5. Apparatus according to claim 1 in which the computing devices are servers.
6. Apparatus according to claim 1 in which the first computing device is one of the plurality of computing devices.
7. Apparatus according to claim 1 in which the remote administration protocol is Secure Shell (SSH).
8. Apparatus according to claim 1 in which the archived data includes backups of the computing devices.
9. Apparatus according to claim 1 in which the first operating system is MicrosoftÂŽ Windowsâ˘.
10. Apparatus according to claim 1 in which the management system is Tivoli Storage Managerâ˘.
11. Apparatus according to claim 1 in which the agent is further adapted to issue a query to the database concerning data archived from computing devices running the first operating system.

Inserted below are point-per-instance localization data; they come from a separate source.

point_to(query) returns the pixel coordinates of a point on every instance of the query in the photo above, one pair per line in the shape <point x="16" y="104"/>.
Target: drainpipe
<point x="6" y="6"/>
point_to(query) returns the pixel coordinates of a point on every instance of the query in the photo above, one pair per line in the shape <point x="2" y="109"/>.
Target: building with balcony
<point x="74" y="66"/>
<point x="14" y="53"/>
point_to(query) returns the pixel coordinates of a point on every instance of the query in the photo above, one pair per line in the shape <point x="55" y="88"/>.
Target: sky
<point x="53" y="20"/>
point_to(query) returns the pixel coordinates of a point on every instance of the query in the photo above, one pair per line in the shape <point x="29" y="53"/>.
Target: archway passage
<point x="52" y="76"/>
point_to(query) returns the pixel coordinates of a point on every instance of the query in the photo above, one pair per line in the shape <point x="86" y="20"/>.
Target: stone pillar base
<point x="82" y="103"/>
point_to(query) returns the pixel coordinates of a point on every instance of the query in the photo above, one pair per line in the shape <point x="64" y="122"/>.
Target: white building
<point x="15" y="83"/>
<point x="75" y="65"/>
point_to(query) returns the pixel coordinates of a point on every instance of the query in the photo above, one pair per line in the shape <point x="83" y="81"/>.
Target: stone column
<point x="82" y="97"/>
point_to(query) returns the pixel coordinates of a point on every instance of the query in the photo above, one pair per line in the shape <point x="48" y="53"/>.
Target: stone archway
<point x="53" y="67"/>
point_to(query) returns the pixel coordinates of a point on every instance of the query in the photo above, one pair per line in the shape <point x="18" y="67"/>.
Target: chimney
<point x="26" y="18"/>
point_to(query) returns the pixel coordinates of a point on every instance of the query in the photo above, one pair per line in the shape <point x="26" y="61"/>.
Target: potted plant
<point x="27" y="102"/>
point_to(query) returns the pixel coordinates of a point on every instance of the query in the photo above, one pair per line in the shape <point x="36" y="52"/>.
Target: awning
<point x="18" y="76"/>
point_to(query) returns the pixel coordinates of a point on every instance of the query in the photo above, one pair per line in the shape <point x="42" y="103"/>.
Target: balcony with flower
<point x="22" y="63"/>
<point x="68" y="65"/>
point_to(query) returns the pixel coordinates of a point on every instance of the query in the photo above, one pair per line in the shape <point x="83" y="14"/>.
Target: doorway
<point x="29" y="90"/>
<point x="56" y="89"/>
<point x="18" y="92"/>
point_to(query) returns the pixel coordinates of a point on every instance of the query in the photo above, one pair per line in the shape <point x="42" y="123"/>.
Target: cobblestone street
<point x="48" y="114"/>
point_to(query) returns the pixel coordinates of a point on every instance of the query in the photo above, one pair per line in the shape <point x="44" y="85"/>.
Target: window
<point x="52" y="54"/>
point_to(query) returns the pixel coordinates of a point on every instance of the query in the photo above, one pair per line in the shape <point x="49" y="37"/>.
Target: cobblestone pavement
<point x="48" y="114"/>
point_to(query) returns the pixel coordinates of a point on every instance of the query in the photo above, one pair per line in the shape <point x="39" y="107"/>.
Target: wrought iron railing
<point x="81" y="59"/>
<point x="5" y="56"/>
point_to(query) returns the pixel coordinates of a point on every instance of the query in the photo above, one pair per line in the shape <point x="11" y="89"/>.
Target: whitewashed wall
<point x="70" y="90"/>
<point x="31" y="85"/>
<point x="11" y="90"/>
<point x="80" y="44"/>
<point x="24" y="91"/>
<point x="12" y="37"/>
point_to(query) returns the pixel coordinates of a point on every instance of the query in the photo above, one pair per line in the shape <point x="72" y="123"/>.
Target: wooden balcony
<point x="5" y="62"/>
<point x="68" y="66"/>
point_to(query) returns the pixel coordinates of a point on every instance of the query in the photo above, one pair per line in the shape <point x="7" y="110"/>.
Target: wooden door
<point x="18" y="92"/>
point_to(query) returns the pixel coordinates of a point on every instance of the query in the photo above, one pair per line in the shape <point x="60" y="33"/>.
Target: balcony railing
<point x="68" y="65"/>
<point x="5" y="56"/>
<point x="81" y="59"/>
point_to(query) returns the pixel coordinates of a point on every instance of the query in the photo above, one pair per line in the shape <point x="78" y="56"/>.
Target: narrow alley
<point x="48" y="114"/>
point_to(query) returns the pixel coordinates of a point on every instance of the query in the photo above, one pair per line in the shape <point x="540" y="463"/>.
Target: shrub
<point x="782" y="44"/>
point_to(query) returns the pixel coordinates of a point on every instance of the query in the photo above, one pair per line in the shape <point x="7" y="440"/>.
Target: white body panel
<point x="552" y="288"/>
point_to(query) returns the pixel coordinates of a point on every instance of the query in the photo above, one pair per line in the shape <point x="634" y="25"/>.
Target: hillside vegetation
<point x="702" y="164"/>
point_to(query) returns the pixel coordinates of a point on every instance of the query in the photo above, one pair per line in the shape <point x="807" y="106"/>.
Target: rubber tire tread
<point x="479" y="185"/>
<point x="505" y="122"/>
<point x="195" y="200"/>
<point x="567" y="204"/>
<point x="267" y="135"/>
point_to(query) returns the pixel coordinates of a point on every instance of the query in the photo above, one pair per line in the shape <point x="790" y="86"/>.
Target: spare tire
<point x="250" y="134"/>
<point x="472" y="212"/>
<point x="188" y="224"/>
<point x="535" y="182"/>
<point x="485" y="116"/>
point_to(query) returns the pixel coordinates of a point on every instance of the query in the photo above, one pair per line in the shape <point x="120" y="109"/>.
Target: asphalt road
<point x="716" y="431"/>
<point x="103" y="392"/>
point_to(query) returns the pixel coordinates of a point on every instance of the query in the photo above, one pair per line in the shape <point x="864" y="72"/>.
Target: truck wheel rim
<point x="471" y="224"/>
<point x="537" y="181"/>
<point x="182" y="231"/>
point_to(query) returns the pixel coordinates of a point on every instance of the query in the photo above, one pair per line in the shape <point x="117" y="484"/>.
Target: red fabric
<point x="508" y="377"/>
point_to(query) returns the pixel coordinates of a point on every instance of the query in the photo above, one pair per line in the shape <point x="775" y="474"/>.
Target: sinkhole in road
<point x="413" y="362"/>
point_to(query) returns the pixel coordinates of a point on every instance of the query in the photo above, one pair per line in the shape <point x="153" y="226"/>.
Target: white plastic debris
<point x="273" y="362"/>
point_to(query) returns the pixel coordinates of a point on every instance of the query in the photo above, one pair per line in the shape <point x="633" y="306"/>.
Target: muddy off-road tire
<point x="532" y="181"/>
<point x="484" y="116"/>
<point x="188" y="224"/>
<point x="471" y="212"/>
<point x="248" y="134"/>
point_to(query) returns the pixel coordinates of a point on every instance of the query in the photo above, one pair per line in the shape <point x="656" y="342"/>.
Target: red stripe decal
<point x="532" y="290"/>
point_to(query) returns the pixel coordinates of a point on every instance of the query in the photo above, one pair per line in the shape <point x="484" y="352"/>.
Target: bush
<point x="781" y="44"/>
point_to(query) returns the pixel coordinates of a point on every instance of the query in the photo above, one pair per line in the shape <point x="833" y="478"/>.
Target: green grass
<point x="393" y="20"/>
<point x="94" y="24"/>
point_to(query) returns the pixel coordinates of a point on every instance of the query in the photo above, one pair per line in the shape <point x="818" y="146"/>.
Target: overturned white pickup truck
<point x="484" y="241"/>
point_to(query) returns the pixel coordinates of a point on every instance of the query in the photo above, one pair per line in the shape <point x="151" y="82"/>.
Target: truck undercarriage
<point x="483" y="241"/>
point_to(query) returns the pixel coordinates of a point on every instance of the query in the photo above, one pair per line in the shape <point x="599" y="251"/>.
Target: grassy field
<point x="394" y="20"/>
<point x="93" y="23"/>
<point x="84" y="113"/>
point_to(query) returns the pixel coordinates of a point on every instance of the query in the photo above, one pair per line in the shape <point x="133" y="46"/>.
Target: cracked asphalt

12. A method of gathering information as to the usage of storage devices on a network of computing devices,
the network comprising a plurality of computing devices each running different operating systems, at least one data storage device, and a management system for controlling archival of data from the computing devices to the data storage device, the management system including a database of data previously archived;
the method comprising the steps of;
i. providing an agent on a first computing device running a first operating system and attached to the network,
ii. via the agent, issuing an instruction to a second computing device being one of the plurality of computing devices via a remote administration protocol, the second computing device being one running a second operating system that differs from the first operating system, and the instruction comprising a query to the database concerning data archived from computing devices running the second operating system.
13. A software agent for assisting in the management of storage devices on a network of computing devices,
the network comprising a plurality of computing devices each running different operating systems, at least one data storage device, and a management system for controlling archival of data from the computing devices to the data storage device, the management system including a database of data previously archived;
the software agent being adapted;
i. to run on a first computing device having a first operating system and being attached to the network,
ii. to issue an instruction to a second computing device being one of the plurality of computing devices via a remote administration protocol, the second computing device running a second operating system that differs from the first operating system, the instruction comprising a query to the database concerning data archived from computing devices running the second operating system.
14. A data storage resource management system comprising a query agent and an analysis agent,
the query agent being adapted to issue at least one query to a database of backed up or archived objects in order to elicit information relating to the objects;
the analysis agent being adapted to organise the query results and display totals of objects meeting defined criteria
15. A data storage resource management system according to claim 14 in which the query agent is adapted to run on a first computing device running a first operating system, and to issue an instruction to a second computing device via a remote administration protocol, the second computing device running a second operating system that differs from the first operating system, and the instruction comprising a query to the database concerning data archived from computing devices running the second operating system.